Refresh Metadata Taking Ling Time

Hi, I’m very interested in this too. My team always used an attached disk storage (EBS on AWS) as data source but our goal is to move to S3 as data grow. We have now almost 400 GB of parquet partitioned data and yes, the problem you noticed is one of the biggest problems we are facing and is preventing us to move toward S3 with Dremio. If the data source is the disk, then the metadata refresh takes just a few seconds, but if we use S3 it takes 15 to 20 minutes (same data replicated on S3). Our case is even worse, since the data is updated asynchronously by other processes and can change very quickly. We also want to read the new data after a few minutes and this is not possible giving the metadata refresh delay (and during metadata refresh you should not write/read data…).
Things become weird when you modify or delete a file that already exists… Dremio by default caches locally the data from S3 so you keep getting old data from your query even if the data has been updated or removed, until you run a refresh metadata. You can of course disable the caching but this solves only the updated data case, if you delete a file from the collection you must refresh metadata as soon as possible to be sure that Dremio does not fail with a “NoSuchKeyException” when attempting to read the source object.

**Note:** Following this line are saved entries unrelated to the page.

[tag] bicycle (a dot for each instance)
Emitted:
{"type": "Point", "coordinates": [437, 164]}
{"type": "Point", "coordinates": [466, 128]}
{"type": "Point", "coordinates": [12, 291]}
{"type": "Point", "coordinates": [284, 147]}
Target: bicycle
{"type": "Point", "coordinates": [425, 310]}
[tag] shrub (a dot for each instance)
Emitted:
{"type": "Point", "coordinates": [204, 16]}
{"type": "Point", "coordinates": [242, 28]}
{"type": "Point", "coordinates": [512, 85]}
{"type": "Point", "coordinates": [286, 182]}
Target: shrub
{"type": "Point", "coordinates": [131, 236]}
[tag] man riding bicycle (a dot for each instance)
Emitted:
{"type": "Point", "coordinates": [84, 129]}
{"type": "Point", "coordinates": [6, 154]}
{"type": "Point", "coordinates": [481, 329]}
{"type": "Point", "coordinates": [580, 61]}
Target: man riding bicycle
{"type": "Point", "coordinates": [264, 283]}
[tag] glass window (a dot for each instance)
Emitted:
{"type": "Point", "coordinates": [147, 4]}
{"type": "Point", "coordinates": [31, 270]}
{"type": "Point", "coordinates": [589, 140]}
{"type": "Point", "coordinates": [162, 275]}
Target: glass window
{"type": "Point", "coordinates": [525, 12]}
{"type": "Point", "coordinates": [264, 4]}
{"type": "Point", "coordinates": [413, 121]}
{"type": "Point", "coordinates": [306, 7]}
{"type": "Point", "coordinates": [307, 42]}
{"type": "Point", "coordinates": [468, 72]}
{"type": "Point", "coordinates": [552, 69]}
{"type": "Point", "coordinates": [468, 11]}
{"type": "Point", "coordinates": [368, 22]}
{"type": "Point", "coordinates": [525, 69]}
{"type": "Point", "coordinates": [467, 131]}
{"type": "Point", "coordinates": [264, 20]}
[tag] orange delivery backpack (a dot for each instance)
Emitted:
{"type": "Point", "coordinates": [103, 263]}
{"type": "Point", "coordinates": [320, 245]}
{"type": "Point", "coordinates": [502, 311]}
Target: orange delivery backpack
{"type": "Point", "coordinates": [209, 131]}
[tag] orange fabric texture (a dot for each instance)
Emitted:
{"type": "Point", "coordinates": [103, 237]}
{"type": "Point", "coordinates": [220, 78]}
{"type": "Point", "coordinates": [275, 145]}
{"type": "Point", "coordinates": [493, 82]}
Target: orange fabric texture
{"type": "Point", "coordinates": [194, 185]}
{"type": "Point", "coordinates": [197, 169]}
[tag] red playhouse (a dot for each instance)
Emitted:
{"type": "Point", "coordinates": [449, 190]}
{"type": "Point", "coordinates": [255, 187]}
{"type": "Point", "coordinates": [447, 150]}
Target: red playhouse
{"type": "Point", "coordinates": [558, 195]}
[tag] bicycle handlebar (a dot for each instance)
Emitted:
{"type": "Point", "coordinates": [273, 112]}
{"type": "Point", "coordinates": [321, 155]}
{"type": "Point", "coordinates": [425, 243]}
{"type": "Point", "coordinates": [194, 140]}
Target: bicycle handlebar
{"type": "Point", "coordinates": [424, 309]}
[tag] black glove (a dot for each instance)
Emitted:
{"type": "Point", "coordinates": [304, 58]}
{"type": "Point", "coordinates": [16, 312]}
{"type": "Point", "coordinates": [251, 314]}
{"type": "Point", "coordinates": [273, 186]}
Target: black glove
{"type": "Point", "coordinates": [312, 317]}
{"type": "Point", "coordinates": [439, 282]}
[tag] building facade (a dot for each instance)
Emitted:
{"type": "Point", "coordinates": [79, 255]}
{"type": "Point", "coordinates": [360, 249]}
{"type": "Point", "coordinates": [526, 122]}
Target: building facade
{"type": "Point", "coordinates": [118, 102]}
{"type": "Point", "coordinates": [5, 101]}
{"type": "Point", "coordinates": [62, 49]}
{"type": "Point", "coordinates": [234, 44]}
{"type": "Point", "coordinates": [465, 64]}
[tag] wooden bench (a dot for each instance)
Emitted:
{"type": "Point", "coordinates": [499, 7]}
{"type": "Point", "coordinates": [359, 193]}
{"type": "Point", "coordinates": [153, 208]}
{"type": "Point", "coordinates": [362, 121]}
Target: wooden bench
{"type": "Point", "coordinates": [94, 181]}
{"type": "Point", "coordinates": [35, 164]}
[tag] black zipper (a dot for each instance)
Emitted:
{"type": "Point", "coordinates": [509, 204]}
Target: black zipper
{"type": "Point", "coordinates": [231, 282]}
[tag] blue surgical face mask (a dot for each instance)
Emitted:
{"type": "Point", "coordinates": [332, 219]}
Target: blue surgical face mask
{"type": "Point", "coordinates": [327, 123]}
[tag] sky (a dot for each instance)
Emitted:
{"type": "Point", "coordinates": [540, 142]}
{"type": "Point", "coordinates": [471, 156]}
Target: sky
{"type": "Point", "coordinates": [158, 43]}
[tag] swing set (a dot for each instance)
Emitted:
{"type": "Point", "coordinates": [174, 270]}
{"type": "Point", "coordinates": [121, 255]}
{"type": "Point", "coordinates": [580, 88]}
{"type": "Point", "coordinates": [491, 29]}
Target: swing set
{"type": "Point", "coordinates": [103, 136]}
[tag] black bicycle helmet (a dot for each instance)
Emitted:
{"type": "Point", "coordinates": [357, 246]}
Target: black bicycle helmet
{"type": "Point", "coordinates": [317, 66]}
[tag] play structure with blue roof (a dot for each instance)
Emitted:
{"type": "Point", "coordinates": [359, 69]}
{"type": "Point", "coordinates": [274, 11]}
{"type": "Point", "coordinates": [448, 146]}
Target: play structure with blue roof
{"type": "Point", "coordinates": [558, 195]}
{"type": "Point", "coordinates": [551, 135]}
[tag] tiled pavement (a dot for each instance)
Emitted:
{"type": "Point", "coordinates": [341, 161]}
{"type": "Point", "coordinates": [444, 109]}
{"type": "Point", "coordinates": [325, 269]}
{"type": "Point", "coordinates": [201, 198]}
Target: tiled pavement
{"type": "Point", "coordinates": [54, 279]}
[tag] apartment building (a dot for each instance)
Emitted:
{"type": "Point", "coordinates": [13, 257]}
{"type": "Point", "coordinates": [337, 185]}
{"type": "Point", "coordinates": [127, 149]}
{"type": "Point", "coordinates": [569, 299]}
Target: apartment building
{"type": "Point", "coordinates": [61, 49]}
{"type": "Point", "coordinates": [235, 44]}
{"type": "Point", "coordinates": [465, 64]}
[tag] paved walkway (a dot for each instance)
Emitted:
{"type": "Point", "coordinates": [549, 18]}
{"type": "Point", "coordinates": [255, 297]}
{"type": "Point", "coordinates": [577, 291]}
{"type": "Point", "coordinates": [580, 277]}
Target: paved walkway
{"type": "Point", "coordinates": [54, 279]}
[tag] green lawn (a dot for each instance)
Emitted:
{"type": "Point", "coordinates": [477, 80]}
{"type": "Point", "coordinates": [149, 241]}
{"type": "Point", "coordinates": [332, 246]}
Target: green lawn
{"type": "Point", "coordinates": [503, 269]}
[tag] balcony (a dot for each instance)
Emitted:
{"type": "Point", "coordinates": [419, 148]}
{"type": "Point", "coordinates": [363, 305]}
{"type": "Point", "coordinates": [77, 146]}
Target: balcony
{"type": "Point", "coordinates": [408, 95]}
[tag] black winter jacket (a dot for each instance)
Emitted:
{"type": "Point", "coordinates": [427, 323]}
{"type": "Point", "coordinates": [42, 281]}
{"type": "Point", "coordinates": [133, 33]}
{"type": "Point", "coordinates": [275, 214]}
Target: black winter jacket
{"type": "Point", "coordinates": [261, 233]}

I think that the functionality that Dremio is really missing is a procedure to tell the metastore what single files in the collection have been updated or removed (please someone tell me if such procedure already exists). I saw this available in other engines like PrestoSQL that we found also more resilient and coherent to data updates not showing the problems listed before (we are reconsidering it right now…). Funny thing is… yesterday I read a Dremio-Presto comparison (edited by Dremio) and Dremio seems indeed faster in many ways, but I wonder if all the caching and the strict metadata handling have a part in defining this performance difference.

3 Likes